Alkohol am Steuer: Messwerte schwanken öfter als Fahrer
Aktualisiert

Alkohol am SteuerMesswerte schwanken öfter als Fahrer

Eine Studie zeigt: Alkoholtestgeräte zeigen bei Messungen zu viel oder zu wenig an. Und sind somit ein grösserer Unsicherheitsfaktor als die Fahrer. Für diese könnten solche Messfehler nämlich unterschiedliches Strafmass bedeuten.

Die von den Polizeikorps eingesetzten Alkoholmessgeräte zeigen den Alkoholwert im Blut falsch an. Zu diesem Schluss kommt eine unveröffentlichte Studie des Instituts für Rechtsmedizin der Universität Zürich, berichtet die «SonntagsZeitung».

Systematischer Fehler

«Alle in der Schweiz gebräuchlichen Messgeräte zeigen Blutalkoholwerte an, die mit einem systematischen Fehler behaftet sind», sagt Studienleiter Peter Iten. «Je höher der Alkoholspiegel im Blut der Probanden war, desto ungenauer die Messgeräte.» Im Durchschnitt lagen die angezeigten Werte um 20 Prozent zu tief.

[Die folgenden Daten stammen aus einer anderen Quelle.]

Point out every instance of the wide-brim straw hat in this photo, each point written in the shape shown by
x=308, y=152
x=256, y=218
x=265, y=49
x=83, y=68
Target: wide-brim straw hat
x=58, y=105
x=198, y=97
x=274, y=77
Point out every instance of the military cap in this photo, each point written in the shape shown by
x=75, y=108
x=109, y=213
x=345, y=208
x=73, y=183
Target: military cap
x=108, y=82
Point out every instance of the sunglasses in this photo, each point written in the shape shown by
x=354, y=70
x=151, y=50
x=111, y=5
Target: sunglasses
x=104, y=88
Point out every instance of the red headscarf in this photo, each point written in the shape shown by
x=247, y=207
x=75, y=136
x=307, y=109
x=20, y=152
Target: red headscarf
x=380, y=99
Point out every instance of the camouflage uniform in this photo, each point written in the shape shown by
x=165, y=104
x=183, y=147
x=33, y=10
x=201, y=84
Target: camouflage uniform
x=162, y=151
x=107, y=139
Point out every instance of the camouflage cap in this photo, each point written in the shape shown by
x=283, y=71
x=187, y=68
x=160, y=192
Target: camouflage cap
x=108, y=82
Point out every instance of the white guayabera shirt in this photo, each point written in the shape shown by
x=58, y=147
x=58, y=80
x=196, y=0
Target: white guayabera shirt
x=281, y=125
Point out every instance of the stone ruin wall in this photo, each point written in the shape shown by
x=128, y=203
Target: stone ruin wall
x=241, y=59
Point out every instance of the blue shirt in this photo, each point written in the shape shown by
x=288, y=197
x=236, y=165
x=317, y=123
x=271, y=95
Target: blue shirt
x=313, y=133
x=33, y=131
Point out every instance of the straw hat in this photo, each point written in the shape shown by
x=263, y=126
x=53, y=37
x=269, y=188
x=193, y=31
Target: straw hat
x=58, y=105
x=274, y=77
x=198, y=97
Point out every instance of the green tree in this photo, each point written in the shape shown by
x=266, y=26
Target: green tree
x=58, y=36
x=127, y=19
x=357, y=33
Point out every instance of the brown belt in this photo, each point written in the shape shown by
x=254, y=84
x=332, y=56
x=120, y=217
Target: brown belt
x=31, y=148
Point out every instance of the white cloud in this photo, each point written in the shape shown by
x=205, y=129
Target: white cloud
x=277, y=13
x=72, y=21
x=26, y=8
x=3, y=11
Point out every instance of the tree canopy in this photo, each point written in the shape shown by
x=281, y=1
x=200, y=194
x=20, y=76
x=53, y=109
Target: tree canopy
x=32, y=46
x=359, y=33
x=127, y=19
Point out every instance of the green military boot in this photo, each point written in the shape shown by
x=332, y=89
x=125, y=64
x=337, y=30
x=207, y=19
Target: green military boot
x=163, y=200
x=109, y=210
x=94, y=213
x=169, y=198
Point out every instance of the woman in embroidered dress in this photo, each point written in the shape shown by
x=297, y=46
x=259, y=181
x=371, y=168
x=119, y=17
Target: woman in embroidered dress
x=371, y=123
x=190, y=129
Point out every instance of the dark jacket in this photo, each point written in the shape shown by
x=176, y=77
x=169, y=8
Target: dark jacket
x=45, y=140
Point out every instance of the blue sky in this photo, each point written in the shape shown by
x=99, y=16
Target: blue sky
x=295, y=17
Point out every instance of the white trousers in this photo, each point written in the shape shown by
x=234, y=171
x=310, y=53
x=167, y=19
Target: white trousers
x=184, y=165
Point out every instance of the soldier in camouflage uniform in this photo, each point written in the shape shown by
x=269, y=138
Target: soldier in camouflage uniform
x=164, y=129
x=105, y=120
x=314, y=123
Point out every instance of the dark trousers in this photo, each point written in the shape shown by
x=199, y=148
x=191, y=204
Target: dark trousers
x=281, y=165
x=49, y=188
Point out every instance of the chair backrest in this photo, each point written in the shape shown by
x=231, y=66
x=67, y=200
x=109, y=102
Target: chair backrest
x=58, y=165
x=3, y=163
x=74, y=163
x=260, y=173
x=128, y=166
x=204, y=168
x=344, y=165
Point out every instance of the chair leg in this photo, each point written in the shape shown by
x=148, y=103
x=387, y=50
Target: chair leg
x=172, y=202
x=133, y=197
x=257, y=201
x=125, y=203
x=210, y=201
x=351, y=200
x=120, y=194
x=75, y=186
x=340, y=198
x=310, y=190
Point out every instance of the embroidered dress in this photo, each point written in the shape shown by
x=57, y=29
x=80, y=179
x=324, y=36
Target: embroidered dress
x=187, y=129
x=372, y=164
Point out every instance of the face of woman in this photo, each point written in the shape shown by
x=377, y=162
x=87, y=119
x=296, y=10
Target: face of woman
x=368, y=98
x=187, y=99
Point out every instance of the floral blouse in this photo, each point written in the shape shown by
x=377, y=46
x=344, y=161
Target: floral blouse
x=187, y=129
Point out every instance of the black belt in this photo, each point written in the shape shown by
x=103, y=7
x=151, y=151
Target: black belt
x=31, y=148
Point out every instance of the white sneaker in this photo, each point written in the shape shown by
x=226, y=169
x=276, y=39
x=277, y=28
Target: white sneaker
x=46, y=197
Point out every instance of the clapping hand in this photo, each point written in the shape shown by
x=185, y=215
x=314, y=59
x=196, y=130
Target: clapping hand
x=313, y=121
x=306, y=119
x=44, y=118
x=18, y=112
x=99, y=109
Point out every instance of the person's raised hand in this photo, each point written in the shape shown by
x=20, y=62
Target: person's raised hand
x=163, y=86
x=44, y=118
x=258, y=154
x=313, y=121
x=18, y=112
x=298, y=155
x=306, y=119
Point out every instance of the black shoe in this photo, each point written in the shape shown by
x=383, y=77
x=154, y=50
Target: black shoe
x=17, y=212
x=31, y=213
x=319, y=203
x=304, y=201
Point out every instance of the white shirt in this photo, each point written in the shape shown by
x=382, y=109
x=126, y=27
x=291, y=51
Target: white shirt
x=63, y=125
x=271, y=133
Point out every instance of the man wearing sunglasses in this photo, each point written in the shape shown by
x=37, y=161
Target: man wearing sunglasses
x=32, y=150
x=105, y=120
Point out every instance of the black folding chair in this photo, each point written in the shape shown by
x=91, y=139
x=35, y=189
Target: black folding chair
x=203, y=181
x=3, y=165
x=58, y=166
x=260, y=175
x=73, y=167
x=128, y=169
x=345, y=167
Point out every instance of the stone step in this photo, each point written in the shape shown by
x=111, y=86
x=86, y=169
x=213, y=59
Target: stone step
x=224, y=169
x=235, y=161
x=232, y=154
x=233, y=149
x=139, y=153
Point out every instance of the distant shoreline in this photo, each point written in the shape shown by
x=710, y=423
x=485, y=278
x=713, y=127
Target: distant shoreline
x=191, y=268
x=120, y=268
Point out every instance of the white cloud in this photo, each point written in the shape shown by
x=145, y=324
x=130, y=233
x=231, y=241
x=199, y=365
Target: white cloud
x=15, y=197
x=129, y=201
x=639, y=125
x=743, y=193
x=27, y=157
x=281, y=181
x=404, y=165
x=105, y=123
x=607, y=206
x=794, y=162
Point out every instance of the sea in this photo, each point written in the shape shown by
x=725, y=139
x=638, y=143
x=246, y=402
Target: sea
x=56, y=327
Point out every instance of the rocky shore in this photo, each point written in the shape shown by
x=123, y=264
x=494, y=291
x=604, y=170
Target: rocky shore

Im tieferen Promillebereich Ausschläge nach oben

Die Forscher dokumentierten aber auch Fälle, bei denen der Blastest einen höheren Alkoholgehalt angab, als im Blut des Probanden vorhanden war: «Dies kam vor allem in den tieferen Promillebereichen vor», sagt Iten.

Zündstoff

Die Erkenntnisse der Zürcher Forscher bergen Zündstoff: Im Massnahmenpaket Via Sicura schlägt der Bundesrat vor, künftig auf eine Blutprobe bei Blaufahrern zu verzichten – und ganz auf die weniger genaue Messmethode abzustützen. So bliebe mehr Zeit für zusätzliche Kontrollen, hofft die Regierung. Auch Richter hegen Bedenken: Bei der Ahndung von Blaufahr-ten habe man heute klare Gesetzesnormen, sichere Beweismittel und eine gefestigte Strafpraxis, sagt Ueli Kölliker, leitender Amtsgerichtspräsident im Kanton Solothurn. «Die vorgeschlagene Ersetzung der Blutprobe durch den Atemlufttest als wichtigstes Beweismittel würde die Rechtssicherheit auf nicht absehbare Zeit gefährden.» Dies könne tendenziell zu milderen Strafen führen.